It's scary. I'm kinda a commitment-phobic person. But then again. I rarely find something I'm not scared of. Roaches. Kills em all #likeaboss. Give me height - freak out. Dark waters - freak out like mad person especially when I have Nadhia's butt at the back of my head while my face is facing the salty wet sand. LOL Yes it happened. Clowns - freeeeeeeeeak out. Syringe - freak out. Blood - freak out. People passing out - freak out. Morgues - freeeeeeeeeeeeeeeeeeeeak out. Dark place under the bed - freeeeeeeeeeeak out. Dog - freak out.
I can list on and on things I freak out whenever it's near me.
And then.
There's commitments.
Marriage.
Relationship.
Children.
Freaks out big time. MAJOR.
Not that I don't ever want to be in a relationship. But there's so many things you need to think about when you're in it. It's not just about the present. Whatever is presented right in front of us this very moment, very second. But it's more so about the future. What we want to mold of it.
And that's scary.
Being alone taught me many things. Just because I don't have any boyfriend/fiance/husband I don't know anything at all.
Observing people.
Is the key.
And observing them, it scares me. More than being forced into a 100km roller coaster would.

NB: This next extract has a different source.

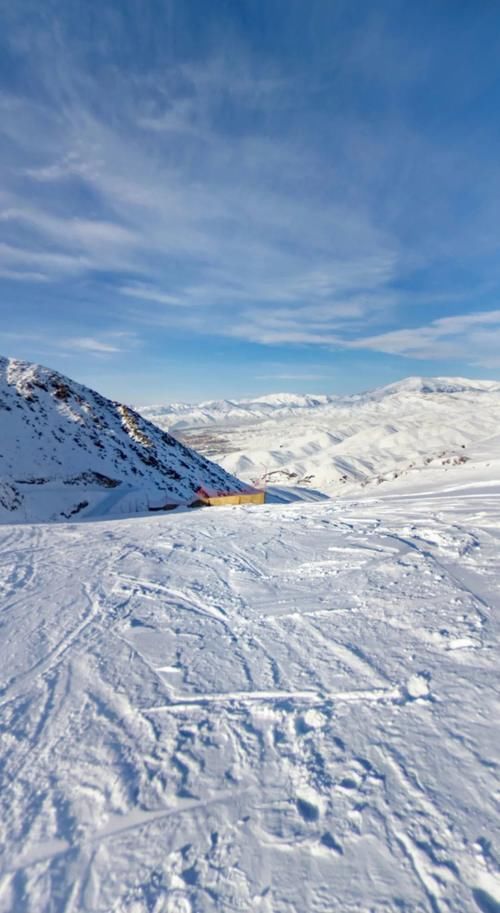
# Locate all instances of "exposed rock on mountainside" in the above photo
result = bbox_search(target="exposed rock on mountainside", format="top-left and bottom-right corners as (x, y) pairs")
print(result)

Not that I'm saying I don't ever want to be in a relationship. Kau gila? LOL I'm a perfectly normal imperfect human being. But I'm just... not ready yet. I'm not going to bullshit about not being able to find the mr. right when I'm not even trying to find him.
I just.. want to enjoy my loneliness a little bit more.
Go shopping alone.
Read manga and cries [omg I do this all the time and I doubt there's any man who'd understand this behaviour]
Scream RYOTAAAAAAAAAAAAAAAAAAAAAAAAAAA when I'm watching One OK Rock's concert.
Rolls around till I bump my head onto something literally when watching Tak Boss.
Play toys meant for 7 to 8 years old kids.
Sleep till noon.
Eat anything I want.
Not eat at all.
Head bang when I'm listening to OOR.
See?
Those things aren't for someone who's in a relationship. Seriously. If I'm a dude and my girlfriend has Ryota on her wallpaper and goes ga-ga over some dude I'm not even interested with, I'd be all jealous. I mean, going ga-ga like a normal person is different. Me and Ryota? It's bordering obsession! Not obsession. No no. Not. Just. Slightly dangerous. Yeah...
So it's like, I need someone who can understand me and try not to change me overnight or expect me to stop me liking my Rock bands or anything I love. Because as much as they try to say it's for my own good,I still feel it's unfair. Someday I'll leave all these anime/rock world.......I think.I'm being realistic here. I mean,I'll mellow down and not scream RYOTAAAAAAAA whenever I see his picture/video/anything. I used to be JUUUUUUUUUUUUUUUUNNN and now I'm not like that anymore. People change.
I changed.
It just takes time.
And I don't want to leave the fandom just yet.
And that is why, commitment = scary word for me.
More than I'm afraid of height.
Okay maybe it's the same level orz
Meh.
Relationship before marriage - all these couples and lovers. Too complicated for my simple brain. Rather do what my mom did.
Marriage and then love. It's not an easy task looking at my parents. But for some reason, it seems sweeter. I want to be like them. Getting old together, date like high school students even when they're both 50 over. That is the kind of commitment I want. I mean, when I'm not afraid of it.
But to find a man who can shape us to be that way..
I'm just not seeing him yet I guess.
Well.
When Allah wills it, I will see him.
For now,
I'll love the troll and his friends ♥
p/s:Though being a fangirl is a commitment, what with the buying their stuffs and all,I'm not afraid of it. ;p
Double p/s: DAAAAAAAAAANGGG! Windows is forcing me to reformat my Ryota BB's mem card. Like hell I would. I'll just get a nu R4. In May. Donkey Kong - you can wait.